Dans une première étape, la déroute vietnamienne et le scandale du Watergate débouchent sur l’examen, souvent acerbe, des pratiques diplomatiques et militaires américaines, le dévoilement des usages crapoteux des services secrets et une crise de confiance frappant de plein fouet quelques-unes des institutions les plus respectées du pays, en particulier sa présidence impériale, née avec la guerre froide, et son armée. Mais, à plus long terme, le fiasco indochinois contribue à la thématique anti-État des républicains, alors même qu’ils se sont montrés encore plus va-t-en-guerre que leurs adversaires. Les mensonges de la présidence et les crimes de la CIA confortent assurément un mouvement de protestation radical ancré à gauche, loin du parti démocrate, mais il favorise aussi et surtout le cynisme de l’opinion à l’égard de la puissance publique et du pouvoir, la culture du narcissisme et de l’individualisme de la « me generation ».

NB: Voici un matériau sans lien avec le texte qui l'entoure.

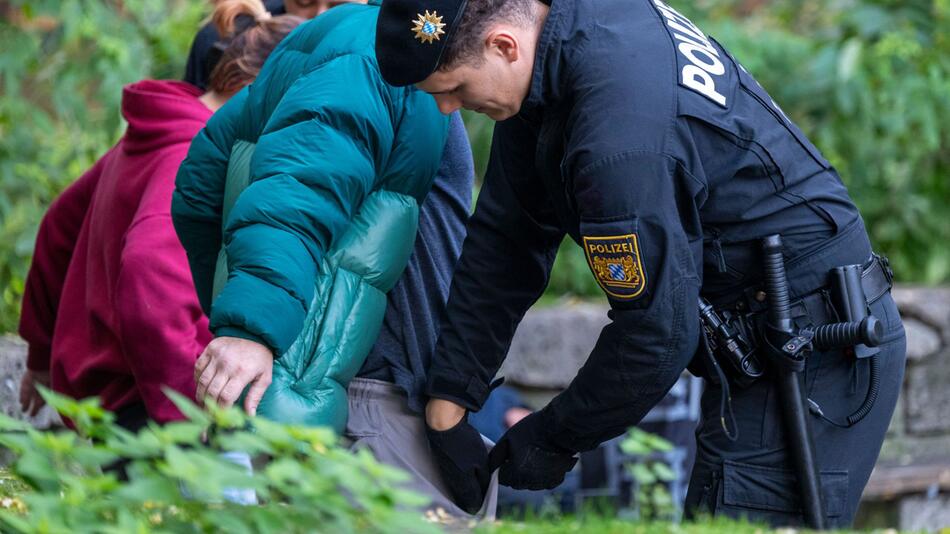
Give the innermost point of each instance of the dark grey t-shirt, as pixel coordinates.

Quant au scandale du Watergate à proprement parler, bien que provoqué par un président républicain, il ancre lui aussi dans le pays une perte de confiance dans l’intégrité des gouvernants. Et, par conséquent, se révèle être dans les années qui suivent un handicap pour le parti démocrate, qui paie son association à la notion d’un État activiste. En 1964, 76 % de la population faisaient « confiance aux autorités publiques pour faire ce qui est juste la plupart du temps » ; en 1980, la proportion n’est plus que de 25 %. Or un tel désenchantement durera beaucoup plus longtemps que l’isolationnisme diplomatique qui l’accompagne au départ, et dont la crise pétrolière, la révolution iranienne et la « chute » d’une dizaine de « dominos » dans l’escarcelle soviétique auront raison.

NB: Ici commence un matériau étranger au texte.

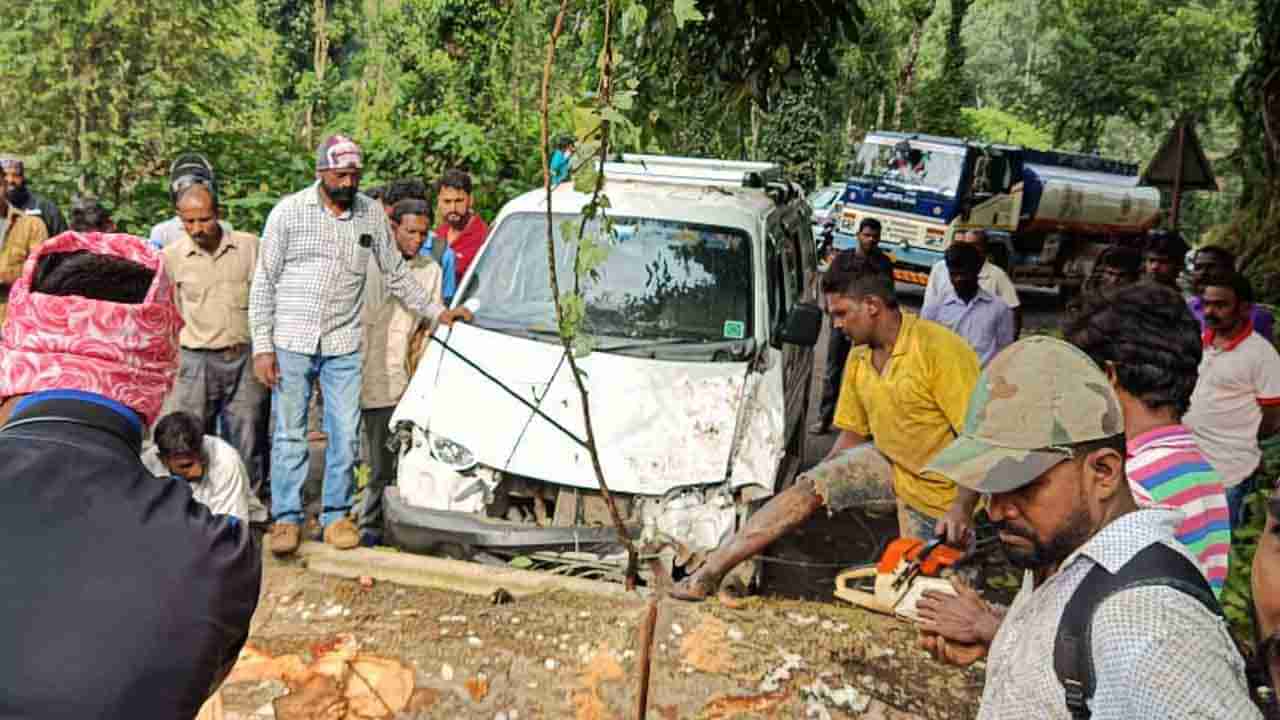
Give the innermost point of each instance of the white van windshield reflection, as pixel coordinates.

Est-il vraiment nécessaire d’ajouter que la Maison Blanche a continué à « mentir » aux Américains, souvent avec l’aide empressée des journalistes qui devaient pourtant s’installer dans le rôle de contre-pouvoir campé pour eux par Bob Woodward et Carl Bernstein ? Dès l’élection de Ronald Reagan en novembre 1980, cette espérance démocratique n’est plus que fariboles, et on observe au contraire une confusion presque totale entre la communication présidentielle et le commentaire politique ordinaire de la presse (2). L’absence de recul sera encore plus observable en période de crise internationale, les guerres d’Afghanistan et d’Irak en fournissant des exemples récents qu’aucune caricature n’est susceptible d’excéder. Quant aux écoutes téléphoniques et à la présidence impériale, Richard Nixon n’aurait sans doute jamais rêvé de pouvoir aussitôt connaître le contenu précis des conversations de la plupart des chefs d’Etat et de gouvernement étrangers, y compris ceux d’alliés des Etats-Unis comme l’Allemagne. Et il aurait assurément apprécié de pouvoir désigner chaque jour sur une liste les adversaires de son pays, afin qu’un drone se charge ensuite de les assassiner, sans que la chose suscite désormais de commentaire particulier.
En somme, l’anniversaire du Watergate a surtout pour avantage de rappeler aux Américains ce qui les indignait il y a quarante ans et qui provoqua de leur part des mobilisations qui transformèrent leur pays, souvent positivement (3) — mais aussi tout ce à quoi ils se sont résignés depuis.